2017年2月12日日曜日

丁酉、一白水星とはどんな年か

 わしの愛読する月刊 商業界がこの3月号から装丁をリニューアルし、ホッチキス留めみたいなスタイルになりました。
 これのほうが見やすいといえば見やすいし、表紙もイラストに変わって、ネットとの競争激化で苦戦が伝えられる雑誌業界では、専門誌とはいえこうした変革にチャレンジしているのでしょう。
 わしが常々、自分の力不足も実感しているのは、三重県(庁)は商業やサービス業の中小企業支援をいろいろ行っており ~以前のブログでも県による認証や表彰制度に触れました~ それなりに成果があるとは思うものの、この「商業界」にせよ、やはり専門誌の「食品商業」とか、日経MJなど、マーケティングや仕入れ担当者が読んでいるメディアに三重県内の中小企業や生産者が取り上げられることが大変に少ないことです。
 良いものを作り、あるいは良い商売さえしていれば、おのずとメディア側が見つけ、取り上げてくれるようになるはずというのは幻想です。


 記者も忙しいので、現実にはかなり積極的に企業のほうから情報を提供しないと取り上げられることはなかなかありません。何せ中小企業の数は多いので、記者やライター、コンサルといえどもすべてを知っているわけではないからです。こうした専門マスコミ向けの情報提供はもうちょっと行政も手伝えるところは手伝い、とにかく業界の人に知ってもらうようにすることが最優先課題だと思ったりします。

 それはさておき。
 3月号に2017年時流予測という特集記事が載っていました。船井総研の唐土新市郎上席コンサルタントによる大人気セミナーの紙上再現ということで、どんな話だろうと思って読んでみたのですが、わしにとっては意外な展開だったのでメモっておきます。

 唐土さんによれば、2017年を切り開く5つのキーワードは、①相互理解、②ねぎらう、③見えないもの・ことを意識する、④自覚する、⑤新しいものを見つけ、生み出す というもの。
 これらはまあ、タイトルだけを見ていても「そうやろなあ」と思うようなことです。まあ誰でも言いそうなことです。

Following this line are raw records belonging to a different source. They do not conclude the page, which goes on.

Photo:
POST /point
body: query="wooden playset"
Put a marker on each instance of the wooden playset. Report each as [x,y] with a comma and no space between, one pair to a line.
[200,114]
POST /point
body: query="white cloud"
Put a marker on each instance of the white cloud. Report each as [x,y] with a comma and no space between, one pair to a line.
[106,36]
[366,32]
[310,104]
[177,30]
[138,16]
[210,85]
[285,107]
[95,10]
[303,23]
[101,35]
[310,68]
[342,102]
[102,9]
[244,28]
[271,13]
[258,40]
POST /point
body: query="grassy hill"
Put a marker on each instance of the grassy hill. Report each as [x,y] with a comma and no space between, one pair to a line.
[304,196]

 面白いのはここからで、唐土さんはある時から「時流」というものを強く意識するようになったそうです。時代には川のような流れがあって、それには逆らえないと気付いたとのこと。そこでたどり着いたのが、古代中国の陰陽道、つまり「十干十二支」の考え方でした。

 それによれば今年(平成29年2月4日から30年2月3日まで)は、丁酉、一白水星の年に当たります。古いものが改まっていいものが生まれる年、また、これまでの正解が通用しなくなる年だそうです。これもまあ、誰でも言いそうだと言えなくもありませんが。
 丁は陰陽五行の「陰の火」で、ともし火のごとく安定・整を意味します。一方で酉は「陰の金」で相克を意味します。つまり、丁と酉の組み合わせは相性がいいとはいえず、お金に絡むことが増えるかもしれないとのことです。

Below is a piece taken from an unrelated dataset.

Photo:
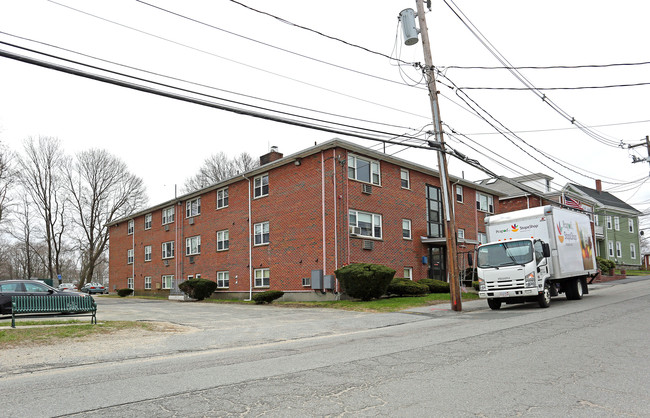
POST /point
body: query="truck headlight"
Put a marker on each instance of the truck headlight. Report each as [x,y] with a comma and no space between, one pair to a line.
[529,280]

 一方、一白水星ですが、これは兄弟のない孤独な星。しかし「水」ゆえに変幻自在、津波のような大きな力も持つそうで、目に見えないうちに大きな出来事が起こるかもしれない年とのこと。
 前回60年前の一白水星の年は昭和32年でした。神武景気が終了して「鍋底不況」が始まった年です。東京の人口が851万人となってロンドンを抜き世界一人口が多い都市になったり、ソ連が人工衛星の打ち上げに成功した、東海村の原子炉が初めて臨界に達した、トヨタがアメリカへの輸出を始めた、などの年でもあるそうです。
 60年後の今、すべてではないもののこれらは縮小路線への転換を余儀なくされています。自分が今やっていることが「水の泡」にならないか、時代にあっているものなのか、自問自答が必要だとのことです。

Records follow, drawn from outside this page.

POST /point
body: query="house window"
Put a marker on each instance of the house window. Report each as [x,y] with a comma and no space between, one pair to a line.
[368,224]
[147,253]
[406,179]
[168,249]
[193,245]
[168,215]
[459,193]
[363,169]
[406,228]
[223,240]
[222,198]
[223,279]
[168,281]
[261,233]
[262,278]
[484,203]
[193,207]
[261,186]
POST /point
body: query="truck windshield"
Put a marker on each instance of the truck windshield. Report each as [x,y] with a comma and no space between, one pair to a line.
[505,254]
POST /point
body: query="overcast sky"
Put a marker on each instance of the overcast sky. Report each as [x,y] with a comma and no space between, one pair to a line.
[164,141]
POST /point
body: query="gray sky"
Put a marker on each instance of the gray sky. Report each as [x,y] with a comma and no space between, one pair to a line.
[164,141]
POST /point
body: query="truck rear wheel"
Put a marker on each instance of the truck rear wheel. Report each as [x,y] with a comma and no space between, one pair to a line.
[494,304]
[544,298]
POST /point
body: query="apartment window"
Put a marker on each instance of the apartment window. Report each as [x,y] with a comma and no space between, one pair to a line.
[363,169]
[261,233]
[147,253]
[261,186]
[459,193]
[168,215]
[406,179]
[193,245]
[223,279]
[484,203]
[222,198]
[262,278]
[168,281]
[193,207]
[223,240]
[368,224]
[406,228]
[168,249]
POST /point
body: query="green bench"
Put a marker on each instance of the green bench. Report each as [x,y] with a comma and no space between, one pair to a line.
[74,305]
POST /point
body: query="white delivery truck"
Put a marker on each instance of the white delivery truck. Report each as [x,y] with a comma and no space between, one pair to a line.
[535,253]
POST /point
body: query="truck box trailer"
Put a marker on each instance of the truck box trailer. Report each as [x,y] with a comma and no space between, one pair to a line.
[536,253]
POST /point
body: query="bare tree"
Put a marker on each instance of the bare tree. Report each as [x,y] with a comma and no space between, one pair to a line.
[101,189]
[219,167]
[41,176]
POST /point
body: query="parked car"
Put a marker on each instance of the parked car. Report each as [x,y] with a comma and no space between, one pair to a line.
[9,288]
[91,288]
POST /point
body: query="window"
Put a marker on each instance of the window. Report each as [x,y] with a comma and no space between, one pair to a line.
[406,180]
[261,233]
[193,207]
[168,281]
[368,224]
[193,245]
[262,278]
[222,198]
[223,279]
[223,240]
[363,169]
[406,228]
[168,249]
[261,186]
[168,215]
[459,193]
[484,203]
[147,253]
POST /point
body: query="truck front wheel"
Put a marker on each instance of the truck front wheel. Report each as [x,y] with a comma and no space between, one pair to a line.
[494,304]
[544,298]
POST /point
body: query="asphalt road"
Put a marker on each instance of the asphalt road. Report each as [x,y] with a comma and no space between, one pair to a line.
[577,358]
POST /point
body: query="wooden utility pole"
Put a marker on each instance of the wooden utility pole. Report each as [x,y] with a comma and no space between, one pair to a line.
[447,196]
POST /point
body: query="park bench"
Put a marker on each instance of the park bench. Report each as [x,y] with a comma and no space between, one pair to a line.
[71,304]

 以上がこの大人気だという時流予測の概要です。実際には非常に詳細にお話しされているので、興味がある方はぜひ商業界をお読みください。

 いわゆる占いモノは確かに面白いし、陰陽五行のようにある程度論理だっている話だとそれなりの説得性も感じますが、見方によってどうとでも解釈できるし、一部矛盾している部分も多くあるように感じます。
 これを否定したり、無視したりするのでなく、唐土さんも言うように「常に自問自答」することが必要なのかもしれません。その判断の目が曇らないよう、澄んだ心で平静を保ち続けるのが最も難しく、これに成功した人はあらゆる運勢や運命を乗り越えられるのでしょう。